Trek was on in syndication and a big hit. Lucas also rode the popularity of the Apollo Moon missions. Oh, yeah, he did and he ripped off a lot of Native American cultures and events in world history tell his story. Very little original material in Star Wars.
Well, that's a given. Lucas built his whole career on homage and pastiche. The only reason he created SW was because he couldn't get the film rights to Flash Gordon. And what he created instead was a hodgepodge of references to old adventure serials, war movies, Westerns, and the like -- though what made it fresh, at least in the original film, was the more modern, irreverent, affectionately deconstructive approach he took.
Yes it did, and then Star Trek returned the favor. (Almost comparable to the American and Soviet space programs boosting each other.)
That's why I want space Sci-Fi to return: more means we get more quality stuff (and more bad stuff, of course).
It's my understanding that they monitored ratings differently back then. Had it been done as it's done today, it would have been shown that Star Trek had the demographics needed, and would have stayed on the air.

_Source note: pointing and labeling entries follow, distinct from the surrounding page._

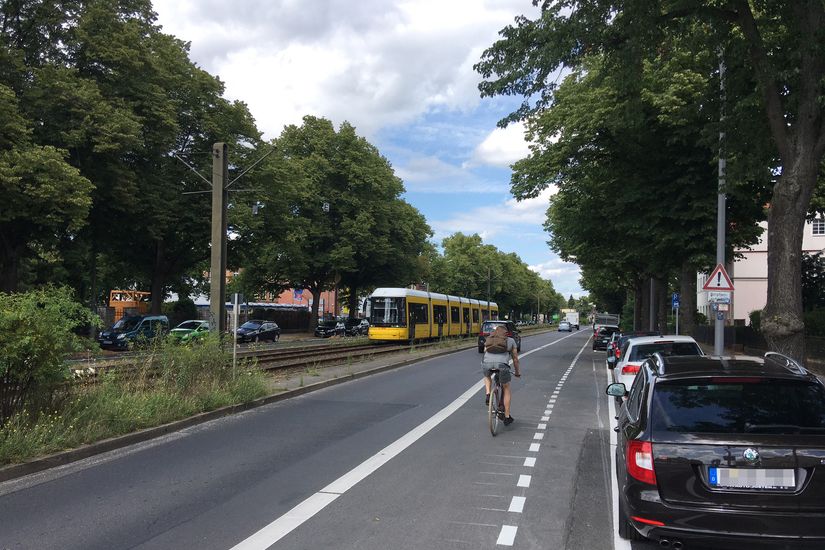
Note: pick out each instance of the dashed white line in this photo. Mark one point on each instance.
(507, 535)
(517, 505)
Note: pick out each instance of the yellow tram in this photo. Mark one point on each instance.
(405, 314)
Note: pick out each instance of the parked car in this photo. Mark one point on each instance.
(356, 327)
(722, 452)
(617, 340)
(328, 328)
(489, 326)
(133, 331)
(636, 350)
(190, 331)
(258, 330)
(603, 336)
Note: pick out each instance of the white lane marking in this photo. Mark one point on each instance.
(507, 535)
(517, 505)
(288, 522)
(285, 524)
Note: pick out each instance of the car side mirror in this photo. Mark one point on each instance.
(616, 389)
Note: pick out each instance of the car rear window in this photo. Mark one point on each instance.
(745, 405)
(643, 351)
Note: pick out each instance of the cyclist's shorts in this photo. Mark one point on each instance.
(503, 371)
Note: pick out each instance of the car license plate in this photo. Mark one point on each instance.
(752, 478)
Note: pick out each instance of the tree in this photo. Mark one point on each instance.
(773, 54)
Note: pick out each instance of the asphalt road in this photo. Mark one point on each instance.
(401, 459)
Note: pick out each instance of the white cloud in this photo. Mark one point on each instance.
(373, 63)
(502, 147)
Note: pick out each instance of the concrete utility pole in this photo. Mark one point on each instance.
(719, 326)
(217, 271)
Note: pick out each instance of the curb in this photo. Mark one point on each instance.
(62, 458)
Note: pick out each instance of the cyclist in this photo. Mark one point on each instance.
(498, 349)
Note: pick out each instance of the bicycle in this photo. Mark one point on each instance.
(495, 409)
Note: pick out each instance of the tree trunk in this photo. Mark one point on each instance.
(638, 304)
(782, 323)
(687, 289)
(353, 302)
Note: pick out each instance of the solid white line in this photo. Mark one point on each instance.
(286, 523)
(517, 505)
(507, 535)
(282, 526)
(618, 542)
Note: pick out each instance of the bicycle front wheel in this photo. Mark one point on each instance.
(492, 409)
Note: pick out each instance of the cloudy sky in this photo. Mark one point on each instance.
(401, 73)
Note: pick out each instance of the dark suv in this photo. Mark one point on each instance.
(489, 326)
(729, 452)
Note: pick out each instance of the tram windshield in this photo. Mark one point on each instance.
(387, 312)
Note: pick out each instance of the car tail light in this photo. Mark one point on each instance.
(630, 369)
(640, 461)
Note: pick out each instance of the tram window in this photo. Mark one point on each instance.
(418, 312)
(387, 312)
(439, 314)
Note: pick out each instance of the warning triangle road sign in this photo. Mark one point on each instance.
(718, 280)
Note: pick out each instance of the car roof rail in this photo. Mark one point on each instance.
(786, 361)
(659, 359)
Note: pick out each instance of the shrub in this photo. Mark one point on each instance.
(36, 337)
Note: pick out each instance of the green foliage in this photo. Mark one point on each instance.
(37, 334)
(755, 317)
(176, 382)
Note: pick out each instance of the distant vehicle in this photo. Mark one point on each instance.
(325, 329)
(489, 326)
(356, 327)
(721, 452)
(259, 330)
(603, 336)
(190, 331)
(132, 331)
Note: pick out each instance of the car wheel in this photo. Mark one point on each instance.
(626, 529)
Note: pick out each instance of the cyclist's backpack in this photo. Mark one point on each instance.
(496, 342)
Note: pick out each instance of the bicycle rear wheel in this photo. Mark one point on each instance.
(492, 409)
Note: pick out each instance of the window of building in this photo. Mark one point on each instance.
(818, 226)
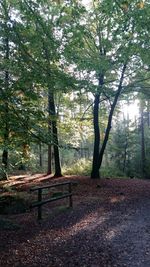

Yes, but your statement that "many Trekkies turned Warriors" as if one can't possibly be a devoted fan of both is the kind of binary thinking that leads to Trek v Wars arguments. Its just silly, really. I grew up on Star Trek, fell in love with Star Wars in 1977 and became a devout Dr Who fan in the mid-80s. All at the same time. Becoming a fan of SW or DW didn't mean I was no longer a Trek Fan, or was a lesser fan somehow.
Agreed. One can like both Star Trek and Star Wars. One can like both Babylon 5 and Deep Space 9. However, no one can like both the Munsters and the Addams Family.
Right, it's ridiculous to say you can't be a fan of both Star Trek and Star Wars. They don't even occupy the same genre niche. ST is space-opera science fiction, while SW is epic space fantasy. Each offers things the other doesn't.
I think it's an exaggeration to say that Star Wars "cashed in on" Star Trek. As a film, Star Wars preceded any Star Trek film by over two years, and it followed TOS by almost a decade. That's not what "cashing in on" means.
Rather than "cashing in" on the other, I think both benefitted from each other's popularity at different times, allowing each to thrive over the years.
I think the consensus seems to be that no, Star Wars did not cash in on Star Trek. It was infact a revolutionary film that would have broke out regardless of Trek existing or not, but Trek may have laid some important foundations that enabled Star Wars to flourish and George Lucas was influenced by Star Trek in some areas.
"Capitalized on the popularity of Star Trek" might be a better phrase. SW was/is a great thing on its own, but Trek was HUGE, mid-Seventies.
I thought that was basically what "cashed in on" meant. Perhaps I'm missing something about how the phrase is used.
I always thought there was a connotation of gratuitously following on the coattails of something, as, for example, all the grade B space films that came out in the wake of Star Wars. TMP wouldn't really qualify either, in that regard, but—arguably—original BSG might.